0

I have made a loop where I iterate over (csv) files in a folder, read them into a dictionary of dataframes and name them after the csv file (e.g. file1.csv becomes file1_df). I do some work on the data and generate new rows, then I try to subset part of my dataframes into a new dataframe (file1_df2). I would like to later reference these dataframes outside of the dictionary.

    df_dict = {}
    for file in os.listdir(datadir):  # Loop over the files in that folder (only has CSV files)
        df_name = file[:-4] + '_df'  # Trim off .csv to name the dataframe
        df_dict[df_name] = pd.read_csv(os.path.join(datadir, file))

Is it possible to reference these dataframes by name? So later I can just call file1_df2 instead of df_dict["file1_df2"]?

In essence I am asking the same question as here. It doesn't look like he got this answered either, so I think this might not be possible, but I have yet to find an answer that explicitly says it isn't.

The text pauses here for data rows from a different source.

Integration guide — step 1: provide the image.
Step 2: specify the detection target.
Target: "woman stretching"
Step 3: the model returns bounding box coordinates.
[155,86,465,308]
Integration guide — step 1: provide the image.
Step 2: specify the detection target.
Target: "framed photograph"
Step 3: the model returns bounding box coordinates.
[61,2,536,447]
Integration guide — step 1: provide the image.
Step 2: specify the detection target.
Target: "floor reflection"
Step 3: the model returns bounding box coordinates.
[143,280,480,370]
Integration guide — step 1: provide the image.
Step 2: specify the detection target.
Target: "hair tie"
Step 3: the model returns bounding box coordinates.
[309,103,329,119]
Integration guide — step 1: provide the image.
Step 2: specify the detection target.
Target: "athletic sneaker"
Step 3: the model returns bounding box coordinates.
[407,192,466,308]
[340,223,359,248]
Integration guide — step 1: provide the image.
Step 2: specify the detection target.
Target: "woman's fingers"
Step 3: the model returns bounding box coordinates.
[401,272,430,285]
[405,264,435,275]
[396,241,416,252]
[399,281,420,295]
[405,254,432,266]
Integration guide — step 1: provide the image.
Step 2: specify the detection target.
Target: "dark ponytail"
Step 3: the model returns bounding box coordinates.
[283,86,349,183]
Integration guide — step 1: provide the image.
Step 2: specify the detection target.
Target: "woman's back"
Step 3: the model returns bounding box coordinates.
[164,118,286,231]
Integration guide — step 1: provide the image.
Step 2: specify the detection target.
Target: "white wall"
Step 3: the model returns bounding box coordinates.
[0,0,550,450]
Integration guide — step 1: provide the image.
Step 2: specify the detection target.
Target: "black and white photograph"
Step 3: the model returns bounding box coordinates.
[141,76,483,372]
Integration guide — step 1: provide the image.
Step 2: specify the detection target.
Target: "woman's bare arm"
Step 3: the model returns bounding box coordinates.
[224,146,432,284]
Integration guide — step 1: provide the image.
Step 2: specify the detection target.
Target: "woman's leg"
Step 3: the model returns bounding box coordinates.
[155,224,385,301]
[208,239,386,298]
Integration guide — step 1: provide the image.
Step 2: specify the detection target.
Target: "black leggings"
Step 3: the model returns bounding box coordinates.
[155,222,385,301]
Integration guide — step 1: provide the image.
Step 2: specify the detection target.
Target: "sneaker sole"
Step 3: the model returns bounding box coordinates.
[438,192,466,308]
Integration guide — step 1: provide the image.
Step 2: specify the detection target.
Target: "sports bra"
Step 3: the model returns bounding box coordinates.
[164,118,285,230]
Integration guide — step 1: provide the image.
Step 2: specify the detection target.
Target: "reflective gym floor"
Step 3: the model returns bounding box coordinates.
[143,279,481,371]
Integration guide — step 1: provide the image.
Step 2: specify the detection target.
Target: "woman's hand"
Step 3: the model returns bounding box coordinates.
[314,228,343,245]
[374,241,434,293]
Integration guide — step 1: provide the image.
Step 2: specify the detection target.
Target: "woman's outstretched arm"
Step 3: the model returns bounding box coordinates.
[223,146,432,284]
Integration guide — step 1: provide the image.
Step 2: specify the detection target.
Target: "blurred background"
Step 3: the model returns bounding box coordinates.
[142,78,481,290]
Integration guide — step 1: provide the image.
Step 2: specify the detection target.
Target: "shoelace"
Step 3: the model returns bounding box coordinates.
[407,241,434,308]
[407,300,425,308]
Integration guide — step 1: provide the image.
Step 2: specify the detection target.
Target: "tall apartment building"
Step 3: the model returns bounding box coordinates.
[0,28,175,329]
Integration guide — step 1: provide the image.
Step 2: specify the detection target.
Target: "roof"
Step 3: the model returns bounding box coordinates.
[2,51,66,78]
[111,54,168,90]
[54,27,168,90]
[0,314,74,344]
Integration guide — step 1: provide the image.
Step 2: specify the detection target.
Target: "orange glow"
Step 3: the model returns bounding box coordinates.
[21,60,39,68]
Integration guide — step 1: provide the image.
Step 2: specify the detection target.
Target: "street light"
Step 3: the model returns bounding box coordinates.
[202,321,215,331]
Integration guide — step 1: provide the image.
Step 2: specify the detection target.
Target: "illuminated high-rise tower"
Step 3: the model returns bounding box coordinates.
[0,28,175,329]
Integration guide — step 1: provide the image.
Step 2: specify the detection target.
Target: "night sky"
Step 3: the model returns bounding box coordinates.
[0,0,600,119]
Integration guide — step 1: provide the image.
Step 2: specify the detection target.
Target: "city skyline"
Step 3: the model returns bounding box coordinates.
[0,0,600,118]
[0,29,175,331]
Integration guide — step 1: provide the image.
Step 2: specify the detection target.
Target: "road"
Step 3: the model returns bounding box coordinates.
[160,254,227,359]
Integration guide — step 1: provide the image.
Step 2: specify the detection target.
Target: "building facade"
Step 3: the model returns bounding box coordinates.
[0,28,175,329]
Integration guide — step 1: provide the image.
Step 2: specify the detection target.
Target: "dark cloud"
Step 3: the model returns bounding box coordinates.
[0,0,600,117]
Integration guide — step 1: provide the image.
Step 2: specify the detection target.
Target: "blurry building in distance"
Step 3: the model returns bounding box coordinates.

I know this is possible in languages like SAS and Stata, but I have never figured out how to do it in Python. In those languages, you can plug your placeholder variable directly into the name of something.

/* In SAS */
%let param = test1
libname path "C:\User\&param."

proc sql;
create &param._df as 
select * from path.&param.
quit;
/* In Stata */
foreach i in file1 file2 {
    import delimited "`i'.csv", clear
    save "`i'.dta", replace
}

etc. If this is not possible, I would like to know that with certainty. Thank you!

Zoupah
  • 225
  • 2
  • 9
  • 1
    it is possible but not a good idea , check https://stackoverflow.com/a/6181959/11220780 – Benoit de Menthière Oct 04 '19 at 21:00
  • 1
    Possible - yes see e.g. ```exec``` function: https://docs.python.org/3.5/library/functions.html#exec Recommended - rather not - because how will you know programatically, which names exist, and which don't. – Grzegorz Skibinski Oct 04 '19 at 21:00
  • Knowing it is possible and not recommended (and why it is not recommended) is also great information. Thank you for the resources. – Zoupah Oct 04 '19 at 21:19

1 Answers1

2

The lack of answers is likely because nobody can really tell WHY you want to do this. The question seems to stem from applying an SAS / Stata workflow to python that just doesn't make any sense.

However, i think this does what you're asking

import pandas as pd
my_csvs = ["name1.csv", "name2.csv", "name3.csv"]
my_dfs = [pd.read_csv(csv) for csv in my_csvs]
df_dict = {name.replace(".csv", "_df"): df for name, df in zip(my_csvs, my_dfs)}

# access dataframes with (advisable to use this method!)
csv2 = df_dict["name2_df"]

Then, we can add these keys to our name space with an exec() call:

# now add them to the namespace
for k in df_dict.keys():
    exec(f"{k} = df_dict['{k}']")
    # or use "{k} = df_dict['{k}']".format(k=k) for python < 3.5?

# Now does this work?
print(name2_df)

And this actually does work. However, any IDE is going to flag the last line, because it doesn't seem like you've declared that variable.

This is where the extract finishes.